The film is full of perfect performances and stunning cinematography; hoewever, it is its meditation on good and evil that makes it such a success. McCarthy and the Coen brothers do not take any shortcuts here. The filmmakers do not flinch from the soulless violence that Chigurh metes out. Yet they do not question Sheriff Bell or Moss’ convictions either, the characters do this enough to each other. Some viewers might reference the immorality of Chigurh, the simplicity of Sheriff Bell, or the naivete of Moss; however, these ideals really have nothing to do with it.

Chigurh is not so much immoral as he is amoral. When Carson Wells (Woody Harrelson), a bounty hunter, tells him he is crazy or that he does not have to do what he does, Chigurh looks at him as if he is from a different planet. Clearly, Chigurh rightly exists in some ancient biblical era as an angel of death with no regard for right or wrong, only duty. He justifies some of his murders through a coin toss in which the victim has to “call it.” He couches this coin toss in a philosophical treatise on fate, choice, and life well lived, ultimately blaming the results on the coin.
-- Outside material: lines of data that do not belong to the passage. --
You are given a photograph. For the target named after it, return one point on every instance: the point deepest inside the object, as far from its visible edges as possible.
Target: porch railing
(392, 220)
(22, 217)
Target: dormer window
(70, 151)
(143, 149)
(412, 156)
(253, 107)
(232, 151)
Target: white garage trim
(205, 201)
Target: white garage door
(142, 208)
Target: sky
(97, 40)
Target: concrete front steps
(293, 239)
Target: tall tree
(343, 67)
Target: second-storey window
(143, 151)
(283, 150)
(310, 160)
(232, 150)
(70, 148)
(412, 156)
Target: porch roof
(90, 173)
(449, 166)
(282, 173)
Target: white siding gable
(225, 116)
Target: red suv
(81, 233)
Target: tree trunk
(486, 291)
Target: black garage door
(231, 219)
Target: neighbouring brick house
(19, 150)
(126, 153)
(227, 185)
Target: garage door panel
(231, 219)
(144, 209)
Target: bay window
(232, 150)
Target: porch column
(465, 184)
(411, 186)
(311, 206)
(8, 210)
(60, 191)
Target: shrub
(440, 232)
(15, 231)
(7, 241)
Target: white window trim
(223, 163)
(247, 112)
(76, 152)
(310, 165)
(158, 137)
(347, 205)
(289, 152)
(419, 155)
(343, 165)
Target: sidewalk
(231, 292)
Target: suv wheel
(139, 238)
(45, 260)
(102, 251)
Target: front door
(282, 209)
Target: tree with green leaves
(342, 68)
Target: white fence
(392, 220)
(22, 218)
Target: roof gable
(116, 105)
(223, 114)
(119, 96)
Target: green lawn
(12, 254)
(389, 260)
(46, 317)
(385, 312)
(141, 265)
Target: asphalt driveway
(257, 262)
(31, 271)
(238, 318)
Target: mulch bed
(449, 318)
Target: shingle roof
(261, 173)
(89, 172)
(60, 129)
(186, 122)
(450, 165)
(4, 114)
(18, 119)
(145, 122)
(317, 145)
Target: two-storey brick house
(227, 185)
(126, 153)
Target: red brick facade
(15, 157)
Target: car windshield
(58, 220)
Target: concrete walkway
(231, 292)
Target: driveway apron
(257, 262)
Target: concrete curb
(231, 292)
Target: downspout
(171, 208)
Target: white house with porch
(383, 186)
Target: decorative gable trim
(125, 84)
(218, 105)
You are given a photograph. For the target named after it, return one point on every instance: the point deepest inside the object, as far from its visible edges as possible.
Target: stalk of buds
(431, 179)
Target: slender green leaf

When Moss’ wife, Carla Jean (Kelly Macdonald) virtually disarms his argument that the coin has anything to do with it, he cannot respond, and we are left wondering what he does with her, although the Coen brothers give us a fairly good hint.

Sheriff Bell’s conversations with his wife and deputy and his narration reveal a man overwhelmed by the evil of his day. He argues that “it’s hard to take its measure.” This might as well be the most succinct response to a film that demands repeated viewings. Faced with the ruthlessness of Chigurh, we might all abandon hope at the theater doors, yet it is in Sheriff Bell’s concluding speech that we find a glimmer of hope. Bell tells his wife of a dream in which his father (a former sheriff like his own father) rides past on a horse with a cone of fire. Bell says he knows little else about what his father is doing or where he is going other than the fact that, when he leaves this world, his father will be waiting there for him, thus signifying some hope beyond this present darkness.

Yet in the meantime, there might just be no response to the Chigurh’s threats . Moss tries to respond and loses everything in the process. The evil that he faces is too much for one man and, perhaps, all of humanity. Of course, there might be one recourse with which the Coen brothers are most adept at dealing. When Sheriff Bell reads a horrific news story to his deputy about a couple that tortures and murders elderly people and cashes their social security checks, the deputy snickers and then quickly apologizes. Sheriff Bell responds, “That’s ok…sometimes that’s all you can do.” Amazingly, the Coen brothers have put humor in places we would least expect it in No Country for Old Men, lightening the tension that would otherwise smother us.

The Coen brothers’ ability to weave comedy and drama of the utmost seriousness, along with spot-on casting and flawless performances have all resulted in one of their best films to date and certainly a front-runner for the best film of the year.

No Country for Old Men (122 mins) is rated R for violent images and some language and is scheduled for general release by November 21st.